Internetrecht Urteile 2016 |
14.01.2016
Das Landgericht Köln (LG) hat die Axel Springer SE und die Bild GmbH & Co. KG mit Urteil vom 30. September 2015 zu Zahlungen von Geldentschädigung in Höhe von insgesamt 635.000 Euro an den Kläger Jörg Kachelmann verurteilt (Az.: 28 O 2/14 und 28 O 7/14).
Diese Ansprüche stünden dem Kläger als Ausgleich für insgesamt 38 Fälle schwerwiegender Persönlichkeitsrechtsverletzungen zu, welche die Beklagten dem Kläger durch die Berichterstattung über sein damaliges Strafverfahren schuldhaft zugefügt hätten. So sei der Kläger u. a. durch die Preisgabe von Informationen über sein Sexualleben, durch die teilweise wörtliche Veröffentlichung seines sms- und E-Mail-Verkehrs und durch die Veröffentlichung von Fotos, die ihn z. B. beim Hofgang in der Justizvollzugsanstalt zeigten, in seiner Intimsphäre, seinem informationellen Selbstbestimmungsrecht und seinem Recht am eigenen Bild verletzt worden.

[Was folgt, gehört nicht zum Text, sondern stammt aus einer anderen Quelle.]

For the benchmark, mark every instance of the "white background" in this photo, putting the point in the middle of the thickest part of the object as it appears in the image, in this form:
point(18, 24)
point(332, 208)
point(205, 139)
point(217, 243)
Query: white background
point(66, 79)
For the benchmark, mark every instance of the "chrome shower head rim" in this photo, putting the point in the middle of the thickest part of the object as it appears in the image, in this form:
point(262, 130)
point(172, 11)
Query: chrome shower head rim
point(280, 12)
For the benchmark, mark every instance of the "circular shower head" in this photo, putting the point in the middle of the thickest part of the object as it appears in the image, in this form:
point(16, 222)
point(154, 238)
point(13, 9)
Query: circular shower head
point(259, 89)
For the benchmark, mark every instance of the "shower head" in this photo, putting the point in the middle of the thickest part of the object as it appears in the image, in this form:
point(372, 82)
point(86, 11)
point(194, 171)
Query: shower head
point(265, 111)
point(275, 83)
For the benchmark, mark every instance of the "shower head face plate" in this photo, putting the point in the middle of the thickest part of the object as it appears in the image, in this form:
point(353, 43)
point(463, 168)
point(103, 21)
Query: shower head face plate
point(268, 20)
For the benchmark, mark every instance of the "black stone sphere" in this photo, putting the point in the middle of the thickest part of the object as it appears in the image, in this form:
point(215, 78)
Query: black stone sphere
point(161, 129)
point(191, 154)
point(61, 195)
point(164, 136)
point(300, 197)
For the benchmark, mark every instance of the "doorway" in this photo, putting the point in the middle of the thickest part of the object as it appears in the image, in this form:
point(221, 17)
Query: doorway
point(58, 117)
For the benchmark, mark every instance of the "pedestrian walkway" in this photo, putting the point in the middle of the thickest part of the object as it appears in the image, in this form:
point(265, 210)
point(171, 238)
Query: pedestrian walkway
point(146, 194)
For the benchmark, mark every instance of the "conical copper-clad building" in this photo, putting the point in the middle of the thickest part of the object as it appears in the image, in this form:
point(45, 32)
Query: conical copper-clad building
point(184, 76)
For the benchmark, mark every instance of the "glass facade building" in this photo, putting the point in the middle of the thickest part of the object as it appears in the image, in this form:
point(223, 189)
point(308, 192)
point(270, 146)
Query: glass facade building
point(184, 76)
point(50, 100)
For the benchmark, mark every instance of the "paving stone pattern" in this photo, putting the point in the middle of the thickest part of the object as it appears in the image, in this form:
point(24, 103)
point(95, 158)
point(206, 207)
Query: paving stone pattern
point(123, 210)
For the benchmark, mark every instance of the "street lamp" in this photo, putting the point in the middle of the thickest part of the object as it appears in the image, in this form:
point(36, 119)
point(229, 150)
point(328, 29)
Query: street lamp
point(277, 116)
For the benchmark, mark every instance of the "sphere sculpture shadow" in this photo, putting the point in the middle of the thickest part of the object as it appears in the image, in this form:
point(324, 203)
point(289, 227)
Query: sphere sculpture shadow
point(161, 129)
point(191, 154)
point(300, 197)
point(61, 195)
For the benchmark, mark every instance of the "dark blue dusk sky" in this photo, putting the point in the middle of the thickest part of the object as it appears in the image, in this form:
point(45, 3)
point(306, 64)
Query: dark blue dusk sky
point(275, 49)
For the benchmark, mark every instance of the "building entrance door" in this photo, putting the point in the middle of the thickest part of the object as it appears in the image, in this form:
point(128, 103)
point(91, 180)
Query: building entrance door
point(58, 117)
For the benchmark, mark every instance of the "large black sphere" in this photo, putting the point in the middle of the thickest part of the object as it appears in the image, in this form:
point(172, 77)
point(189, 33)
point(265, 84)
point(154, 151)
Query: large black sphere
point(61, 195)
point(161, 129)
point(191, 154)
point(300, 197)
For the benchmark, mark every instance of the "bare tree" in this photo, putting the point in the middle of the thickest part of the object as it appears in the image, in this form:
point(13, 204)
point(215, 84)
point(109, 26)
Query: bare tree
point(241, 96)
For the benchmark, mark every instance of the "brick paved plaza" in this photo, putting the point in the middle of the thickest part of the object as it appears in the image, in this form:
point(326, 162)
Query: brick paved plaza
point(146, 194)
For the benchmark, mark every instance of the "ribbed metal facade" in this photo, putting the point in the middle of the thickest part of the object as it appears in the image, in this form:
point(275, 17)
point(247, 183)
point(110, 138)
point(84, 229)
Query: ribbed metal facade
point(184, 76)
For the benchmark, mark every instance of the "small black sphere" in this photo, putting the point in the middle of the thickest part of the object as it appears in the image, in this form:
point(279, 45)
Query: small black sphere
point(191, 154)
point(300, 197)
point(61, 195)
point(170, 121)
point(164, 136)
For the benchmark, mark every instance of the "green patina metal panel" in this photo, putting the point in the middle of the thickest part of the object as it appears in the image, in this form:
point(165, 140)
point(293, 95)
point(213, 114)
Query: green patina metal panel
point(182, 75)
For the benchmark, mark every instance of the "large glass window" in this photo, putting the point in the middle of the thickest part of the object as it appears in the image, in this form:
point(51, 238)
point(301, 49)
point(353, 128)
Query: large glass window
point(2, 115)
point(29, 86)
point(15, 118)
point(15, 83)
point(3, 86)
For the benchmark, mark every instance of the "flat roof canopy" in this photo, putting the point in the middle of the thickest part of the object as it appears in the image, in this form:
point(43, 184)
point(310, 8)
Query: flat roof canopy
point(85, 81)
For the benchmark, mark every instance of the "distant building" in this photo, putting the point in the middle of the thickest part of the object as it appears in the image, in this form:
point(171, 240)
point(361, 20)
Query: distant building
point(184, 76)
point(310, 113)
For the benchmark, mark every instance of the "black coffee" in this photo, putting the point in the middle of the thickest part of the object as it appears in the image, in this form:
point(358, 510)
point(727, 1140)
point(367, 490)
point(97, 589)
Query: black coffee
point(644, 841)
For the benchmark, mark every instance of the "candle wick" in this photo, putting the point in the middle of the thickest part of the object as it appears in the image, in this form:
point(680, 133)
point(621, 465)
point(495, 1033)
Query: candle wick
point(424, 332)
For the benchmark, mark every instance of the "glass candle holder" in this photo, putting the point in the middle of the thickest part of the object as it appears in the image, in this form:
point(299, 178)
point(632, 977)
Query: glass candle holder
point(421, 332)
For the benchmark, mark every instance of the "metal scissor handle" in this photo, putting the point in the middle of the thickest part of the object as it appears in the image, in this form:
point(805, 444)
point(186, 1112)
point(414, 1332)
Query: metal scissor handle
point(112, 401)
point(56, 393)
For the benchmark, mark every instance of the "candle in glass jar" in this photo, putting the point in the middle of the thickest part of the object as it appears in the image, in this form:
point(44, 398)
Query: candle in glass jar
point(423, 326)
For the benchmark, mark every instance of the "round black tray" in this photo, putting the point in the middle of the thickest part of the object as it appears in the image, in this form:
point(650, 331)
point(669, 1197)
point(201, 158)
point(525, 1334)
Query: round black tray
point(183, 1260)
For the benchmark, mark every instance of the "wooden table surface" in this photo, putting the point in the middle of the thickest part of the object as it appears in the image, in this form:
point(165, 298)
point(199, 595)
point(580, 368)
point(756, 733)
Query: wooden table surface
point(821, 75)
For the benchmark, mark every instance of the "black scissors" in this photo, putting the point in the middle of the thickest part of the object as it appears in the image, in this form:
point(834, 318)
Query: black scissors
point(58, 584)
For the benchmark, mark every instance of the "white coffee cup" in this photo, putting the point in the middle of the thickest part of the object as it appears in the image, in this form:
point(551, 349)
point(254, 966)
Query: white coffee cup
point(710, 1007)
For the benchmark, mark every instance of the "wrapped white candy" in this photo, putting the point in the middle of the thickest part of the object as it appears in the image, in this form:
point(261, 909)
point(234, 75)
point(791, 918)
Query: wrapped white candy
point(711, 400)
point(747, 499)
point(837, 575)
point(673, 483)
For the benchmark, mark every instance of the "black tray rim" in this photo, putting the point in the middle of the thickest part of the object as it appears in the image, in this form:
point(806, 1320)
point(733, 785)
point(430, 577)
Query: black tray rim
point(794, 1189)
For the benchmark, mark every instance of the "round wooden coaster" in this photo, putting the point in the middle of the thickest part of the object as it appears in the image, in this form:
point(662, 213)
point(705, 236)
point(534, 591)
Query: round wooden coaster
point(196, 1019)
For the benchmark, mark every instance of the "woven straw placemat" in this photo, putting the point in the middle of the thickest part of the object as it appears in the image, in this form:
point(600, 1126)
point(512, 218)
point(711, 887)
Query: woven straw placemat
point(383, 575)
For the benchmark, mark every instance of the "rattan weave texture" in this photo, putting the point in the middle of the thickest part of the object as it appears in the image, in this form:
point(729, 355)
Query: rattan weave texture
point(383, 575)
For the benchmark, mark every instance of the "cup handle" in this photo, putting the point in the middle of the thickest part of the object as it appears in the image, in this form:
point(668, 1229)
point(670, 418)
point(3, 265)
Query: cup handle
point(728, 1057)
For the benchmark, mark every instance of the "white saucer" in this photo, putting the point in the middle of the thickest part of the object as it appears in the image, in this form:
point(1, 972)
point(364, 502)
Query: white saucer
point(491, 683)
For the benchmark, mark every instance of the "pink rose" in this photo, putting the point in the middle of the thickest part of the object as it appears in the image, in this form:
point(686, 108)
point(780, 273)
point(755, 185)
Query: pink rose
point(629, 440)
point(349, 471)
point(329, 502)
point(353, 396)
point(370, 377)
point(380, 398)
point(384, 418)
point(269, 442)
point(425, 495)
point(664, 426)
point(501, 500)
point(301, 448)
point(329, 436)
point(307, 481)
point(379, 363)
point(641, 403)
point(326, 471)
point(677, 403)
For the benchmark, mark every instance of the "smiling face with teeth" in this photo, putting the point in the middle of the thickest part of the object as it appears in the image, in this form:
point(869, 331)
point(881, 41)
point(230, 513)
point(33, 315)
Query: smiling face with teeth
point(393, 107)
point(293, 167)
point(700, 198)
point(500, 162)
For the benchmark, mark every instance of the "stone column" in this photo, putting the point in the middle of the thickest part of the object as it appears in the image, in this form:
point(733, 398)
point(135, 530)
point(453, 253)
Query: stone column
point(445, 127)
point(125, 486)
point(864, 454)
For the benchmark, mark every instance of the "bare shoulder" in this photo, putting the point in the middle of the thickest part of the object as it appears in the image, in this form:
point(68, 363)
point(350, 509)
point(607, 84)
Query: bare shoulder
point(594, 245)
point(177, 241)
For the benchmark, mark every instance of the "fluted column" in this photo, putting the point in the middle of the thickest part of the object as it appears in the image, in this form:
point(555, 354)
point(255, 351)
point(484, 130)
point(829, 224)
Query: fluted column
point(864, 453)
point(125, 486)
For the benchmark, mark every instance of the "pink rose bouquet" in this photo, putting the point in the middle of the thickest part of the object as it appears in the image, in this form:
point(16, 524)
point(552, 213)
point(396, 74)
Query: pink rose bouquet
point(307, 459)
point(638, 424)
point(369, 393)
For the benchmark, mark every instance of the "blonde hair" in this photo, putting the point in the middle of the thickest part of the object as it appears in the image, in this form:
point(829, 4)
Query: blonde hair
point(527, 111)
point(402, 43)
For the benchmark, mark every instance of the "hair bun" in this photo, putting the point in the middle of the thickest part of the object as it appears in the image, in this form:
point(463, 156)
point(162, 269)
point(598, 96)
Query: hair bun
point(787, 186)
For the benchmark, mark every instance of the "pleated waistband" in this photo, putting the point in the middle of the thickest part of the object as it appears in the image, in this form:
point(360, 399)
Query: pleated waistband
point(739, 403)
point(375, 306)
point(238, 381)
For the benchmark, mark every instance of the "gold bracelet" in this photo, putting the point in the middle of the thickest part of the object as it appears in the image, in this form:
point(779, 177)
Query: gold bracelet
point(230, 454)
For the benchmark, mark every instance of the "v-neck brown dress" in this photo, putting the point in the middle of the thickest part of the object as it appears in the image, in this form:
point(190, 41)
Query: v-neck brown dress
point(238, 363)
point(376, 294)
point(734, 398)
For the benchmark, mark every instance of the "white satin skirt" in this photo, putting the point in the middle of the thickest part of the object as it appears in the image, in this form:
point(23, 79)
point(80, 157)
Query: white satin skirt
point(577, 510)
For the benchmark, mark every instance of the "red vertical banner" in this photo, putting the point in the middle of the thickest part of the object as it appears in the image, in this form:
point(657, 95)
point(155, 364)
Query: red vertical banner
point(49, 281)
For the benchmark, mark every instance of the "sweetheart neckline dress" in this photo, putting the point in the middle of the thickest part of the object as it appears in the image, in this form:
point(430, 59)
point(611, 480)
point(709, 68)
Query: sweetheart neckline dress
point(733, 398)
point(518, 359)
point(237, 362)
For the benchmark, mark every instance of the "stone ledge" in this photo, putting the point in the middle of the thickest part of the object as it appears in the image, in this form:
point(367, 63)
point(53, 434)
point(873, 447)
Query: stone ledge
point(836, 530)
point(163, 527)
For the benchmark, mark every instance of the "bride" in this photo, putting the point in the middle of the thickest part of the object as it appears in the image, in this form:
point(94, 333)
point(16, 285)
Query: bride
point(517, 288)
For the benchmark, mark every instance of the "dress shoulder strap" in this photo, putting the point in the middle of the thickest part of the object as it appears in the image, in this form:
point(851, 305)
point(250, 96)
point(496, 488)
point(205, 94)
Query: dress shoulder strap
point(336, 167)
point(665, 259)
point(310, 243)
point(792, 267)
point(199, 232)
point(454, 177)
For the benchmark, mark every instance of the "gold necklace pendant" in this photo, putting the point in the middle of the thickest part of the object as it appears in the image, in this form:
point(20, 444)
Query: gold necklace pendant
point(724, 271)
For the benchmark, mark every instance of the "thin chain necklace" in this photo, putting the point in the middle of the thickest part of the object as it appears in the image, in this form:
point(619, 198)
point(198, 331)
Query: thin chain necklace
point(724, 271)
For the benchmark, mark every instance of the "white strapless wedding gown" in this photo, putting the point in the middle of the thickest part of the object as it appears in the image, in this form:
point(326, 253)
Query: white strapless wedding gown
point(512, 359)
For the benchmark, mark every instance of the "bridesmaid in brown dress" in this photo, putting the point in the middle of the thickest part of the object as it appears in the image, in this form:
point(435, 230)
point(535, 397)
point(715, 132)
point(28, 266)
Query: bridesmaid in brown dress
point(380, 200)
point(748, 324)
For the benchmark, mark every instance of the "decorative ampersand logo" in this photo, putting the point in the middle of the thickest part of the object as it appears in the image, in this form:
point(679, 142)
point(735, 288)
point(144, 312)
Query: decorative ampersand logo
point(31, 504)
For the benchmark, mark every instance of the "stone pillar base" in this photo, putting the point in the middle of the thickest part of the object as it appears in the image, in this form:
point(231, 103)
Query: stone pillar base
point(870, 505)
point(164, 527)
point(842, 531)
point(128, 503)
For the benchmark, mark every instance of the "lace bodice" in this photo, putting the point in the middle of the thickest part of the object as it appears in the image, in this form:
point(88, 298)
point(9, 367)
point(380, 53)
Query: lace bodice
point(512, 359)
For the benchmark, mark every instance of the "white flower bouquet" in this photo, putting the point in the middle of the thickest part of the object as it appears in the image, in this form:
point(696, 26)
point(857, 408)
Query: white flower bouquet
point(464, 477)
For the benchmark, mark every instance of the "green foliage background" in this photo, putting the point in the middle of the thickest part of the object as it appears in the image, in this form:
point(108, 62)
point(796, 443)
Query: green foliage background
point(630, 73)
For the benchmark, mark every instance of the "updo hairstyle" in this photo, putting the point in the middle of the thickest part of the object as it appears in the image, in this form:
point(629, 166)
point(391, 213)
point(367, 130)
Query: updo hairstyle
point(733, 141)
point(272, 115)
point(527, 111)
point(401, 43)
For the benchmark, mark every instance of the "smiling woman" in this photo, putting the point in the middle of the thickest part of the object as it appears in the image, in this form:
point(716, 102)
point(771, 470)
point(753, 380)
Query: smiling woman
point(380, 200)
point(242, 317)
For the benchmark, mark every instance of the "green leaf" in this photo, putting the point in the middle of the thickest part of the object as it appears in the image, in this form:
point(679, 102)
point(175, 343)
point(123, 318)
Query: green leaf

In diesem Zusammenhang hat das LG hervorgehoben, dass die angegriffenen Veröffentlichungen kein berechtigtes Informationsinteresse der Allgemeinheit bedient hätten, sondern allein zur Befriedigung der Neugier der Öffentlichkeit erfolgt seien. Zudem sei es durch die angegriffenen Print- und Online-Berichterstattungen der Beklagten zu unzulässigen Vorverurteilungen des Klägers gekommen, da sie dabei nicht die aufgrund der Unschuldsvermutung gebotene Zurückhaltung eingehalten hätten.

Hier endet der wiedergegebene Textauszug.